Yes, database could be cleaned with a query, but I don't even want to think
about the code problem.  I was being hyperbolic with the 500,000; it's
actually more like 50,000 lines of code - but still, who wants to change
50,000 lines of code.  And yes, it's PHP.

However, as an update, I did some tests on another installation of the
software we have on a different server, and it was actually matching the
\.  The problem server will match with something like ... WHERE Field
REGEXP 'somebody.?'s' so mysql knows there's a character there, it just
won't allow you to escape the \ to be able to use it.  I'm going to do a
configuration comparison for both php and mysql between the two boxes and
try to hunt down the problem.

-Original Message-
From: Matt W [mailto:[EMAIL PROTECTED]
Sent: Saturday, November 15, 2003 3:20 PM
To: Jason Ramsey; [EMAIL PROTECTED]
Subject: Re: Backslash and full text searches


Hi Jason,

Sorry for the late reply.

If all of the 100,000 entries have extra backslashes, that can be fixed
with a query. But then you have all your code. :-(

Speaking of code, what language are you using? I always assume PHP, but
with 500k lines I'm thinking you're using C?
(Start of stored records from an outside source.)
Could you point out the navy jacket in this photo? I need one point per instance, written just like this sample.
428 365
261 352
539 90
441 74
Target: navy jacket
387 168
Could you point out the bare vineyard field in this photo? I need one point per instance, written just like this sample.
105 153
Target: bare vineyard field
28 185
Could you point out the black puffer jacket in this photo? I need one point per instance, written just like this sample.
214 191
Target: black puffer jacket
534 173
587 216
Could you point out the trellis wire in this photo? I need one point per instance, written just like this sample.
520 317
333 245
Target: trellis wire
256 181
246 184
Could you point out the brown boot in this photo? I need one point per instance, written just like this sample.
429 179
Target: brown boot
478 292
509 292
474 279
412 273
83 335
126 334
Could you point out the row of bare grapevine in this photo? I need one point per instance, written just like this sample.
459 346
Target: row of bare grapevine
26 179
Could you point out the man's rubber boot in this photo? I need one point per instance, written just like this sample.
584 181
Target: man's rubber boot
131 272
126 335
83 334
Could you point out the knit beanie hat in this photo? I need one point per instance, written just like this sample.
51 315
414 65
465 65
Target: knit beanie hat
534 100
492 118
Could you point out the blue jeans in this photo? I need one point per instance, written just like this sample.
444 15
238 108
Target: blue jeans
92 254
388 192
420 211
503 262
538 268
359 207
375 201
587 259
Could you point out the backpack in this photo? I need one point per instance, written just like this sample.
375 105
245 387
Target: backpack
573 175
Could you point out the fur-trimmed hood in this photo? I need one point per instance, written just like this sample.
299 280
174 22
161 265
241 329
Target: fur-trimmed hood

Is somebody\'s the only word you're trying to match? I just tried it and
I can't get somebody\'s to match even as a phrase in BOOLEAN mode
because the somebody part is a stopword. However, Matt\'s works. If
you can't match a non-stopword, are you sure the correct amount of
backslashes are making it to MySQL, or are they being lost as escape
characters in your programming language first?

My results:

mysql CREATE TABLE test (test TEXT NOT NULL, FULLTEXT (test));
Query OK, 0 rows affected (0.01 sec)

mysql INSERT INTO test VALUES ('This is Matt\\\'s text.'), ('Text by
Matt.');
Query OK, 2 rows affected (0.00 sec)
Records: 2  Duplicates: 0  Warnings: 0

mysql SELECT * FROM test;
+---+
| test  |
+---+
| This is Matt\'s text. |
| Text by Matt. |
+---+
2 rows in set (0.00 sec)

mysql -- This just matches the Matt part
mysql SELECT * FROM test WHERE MATCH (test) AGAINST('Matt\\\'s' IN
BOOLEAN MODE);
+---+
| test  |
+---+
| This is Matt\'s text. |
| Text by Matt. |
+---+
2 rows in set (0.00 sec)

mysql -- Exact phrase
mysql SELECT * FROM test WHERE MATCH (test) AGAINST(' Matt\\\'s ' IN
BOOLEAN MODE);
+---+
| test  |
+---+
| This is Matt\'s text. |
+---+
1 row in set (0.00 sec)


Matt


- Original Message -
From: Jason Ramsey
Sent: Thursday, November 13, 2003 6:41 PM
Subject: RE: Backslash and full text searches


 Thanks for your answer, you can see my comments below.

 -Original Message-
 From: Matt W
 Sent: Thursday, November 13, 2003 3:36 PM
 To: Jason Ramsey; [EMAIL PROTECTED]
 Subject: Re: Backslash and full text searches


 Hi Jason,

 Of course somebody's isn't going to match somebody\'s. :-) somebody\'s
 should match somebody\'s -- because it's really matching the
somebody
 part.

 ^ That makes sense to me, and the behavior I would have expected;
except, it
 doesn't seem to work that way.  Anything I try I can't get
somebody\'s to
 match a field in the database.

 If you're using 4+, you can use IN BOOLEAN MODE to match
 somebody\'s exactly:

 MATCH (col) AGAINST (' somebody\\\'s ' IN BOOLEAN MODE)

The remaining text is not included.